In streets that look entirely uninhabitable, small numbers of shell-shocked families are clearing the rubble of their homes with their bare hands, braving the concealed explosives left behind. In the last week, there was an explosion in a house that killed and injured 27 people.
Even worse than the physical ruin of the city is the invisible damage to the emotional landscape of its people. Returning residents have lost homes their families lived in for generations, their possessions, their savings, even the documents that prove their identity. Communities of different faiths who used to live side by side have been thrust apart and are now divided.
A man who approached me described with tears in his eyes how he was lashed by militants. A child told me about seeing a man killed in front of her on the street. A mother and father described the morning when a mortar shell struck their teenage daughter, ripping away her legs, leaving shattered bones protruding. They carried her to a hospital and begged for medical treatment. They were turned away, and she bled to death in their arms.
Injustice and suffering of this magnitude is impossible to quantify. For the people who survived these experiences to have been left on their own and largely forgotten feels utterly wrong and profoundly disquieting. The gap between what they deserve and how quickly the world has forgotten them is shocking.

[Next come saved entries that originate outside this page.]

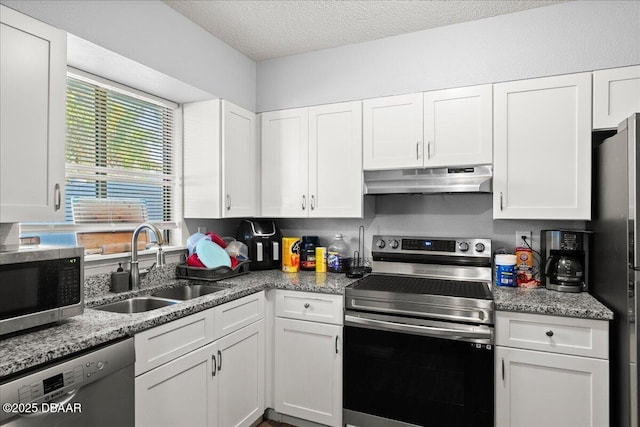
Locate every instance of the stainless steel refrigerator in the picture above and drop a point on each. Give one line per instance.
(616, 260)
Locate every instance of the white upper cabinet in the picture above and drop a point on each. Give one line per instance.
(542, 148)
(312, 162)
(450, 127)
(458, 130)
(392, 132)
(201, 159)
(33, 61)
(616, 95)
(239, 161)
(335, 160)
(220, 160)
(285, 152)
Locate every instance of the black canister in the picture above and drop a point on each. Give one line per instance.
(308, 252)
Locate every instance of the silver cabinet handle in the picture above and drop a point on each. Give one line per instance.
(57, 196)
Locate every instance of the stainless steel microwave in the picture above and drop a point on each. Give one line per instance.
(39, 286)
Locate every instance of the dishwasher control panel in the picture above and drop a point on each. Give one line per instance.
(60, 382)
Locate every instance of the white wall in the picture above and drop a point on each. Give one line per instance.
(156, 36)
(564, 38)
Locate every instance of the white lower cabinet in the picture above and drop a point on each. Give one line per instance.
(308, 359)
(220, 384)
(546, 389)
(239, 392)
(177, 393)
(551, 371)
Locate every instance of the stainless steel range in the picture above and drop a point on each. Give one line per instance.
(419, 335)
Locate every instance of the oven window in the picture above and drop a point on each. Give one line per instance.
(416, 379)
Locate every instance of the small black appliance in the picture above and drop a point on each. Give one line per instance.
(566, 254)
(263, 238)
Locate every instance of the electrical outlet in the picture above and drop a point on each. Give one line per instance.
(527, 235)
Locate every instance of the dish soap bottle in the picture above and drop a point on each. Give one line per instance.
(119, 280)
(338, 255)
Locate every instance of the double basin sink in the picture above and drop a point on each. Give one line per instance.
(159, 299)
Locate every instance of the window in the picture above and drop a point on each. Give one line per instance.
(119, 162)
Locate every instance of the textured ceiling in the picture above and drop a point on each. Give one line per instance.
(267, 29)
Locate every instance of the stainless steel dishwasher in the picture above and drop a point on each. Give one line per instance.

I found myself asking whether, at another time in history, we would have reacted differently to what happened in Mosul. Would we have reacted as we did after the liberation of Europe after World War II, flooding it with assistance to rebuild and recover?
I thought also of the survivors of the chemical weapons attacks, the hospital bombings, the organized rape and the deliberate starvation of civilians that are all features of contemporary conflicts, and asked myself, have we become numb to human suffering? Are we so doubtful of our ability to act effectively overseas, in light of recent history, that we have begun tolerating the intolerable? Are we guilty of performing a form of collective moral triage, selectively choosing when and where we will defend human rights, for how long and to what degree?
In Mosul, I felt I was standing at a ground zero of foreign policy failures over the last decade. But also in a place that represents the human capacity for survival and renewal, and the stubborn endurance of universal values in individual hearts.
I think of a father I met, and his joy that his two young daughters are now able to go to school again. Penniless and without a roof over his family’s heads, he spoke as if he had no more treasured possession than their report cards. There would be no more profound symbol of victory than every girl in Mosul being able to go back to school and excel.
Not a single family I met in West Mosul asked me for anything. They are not counting on our assistance. Mosul can trace its history back 3,000 years ― I am sure its people will overcome those three years of terror. But how much better it would be if we saw their recovery as our joint endeavor, in the same way that we regarded the defeat of ISIS as a collective responsibility.
Angelina Jolie is the special envoy of the United Nations High Commissioner for Refugees, co-founder of the Preventing Sexual Violence Initiative and a filmmaker.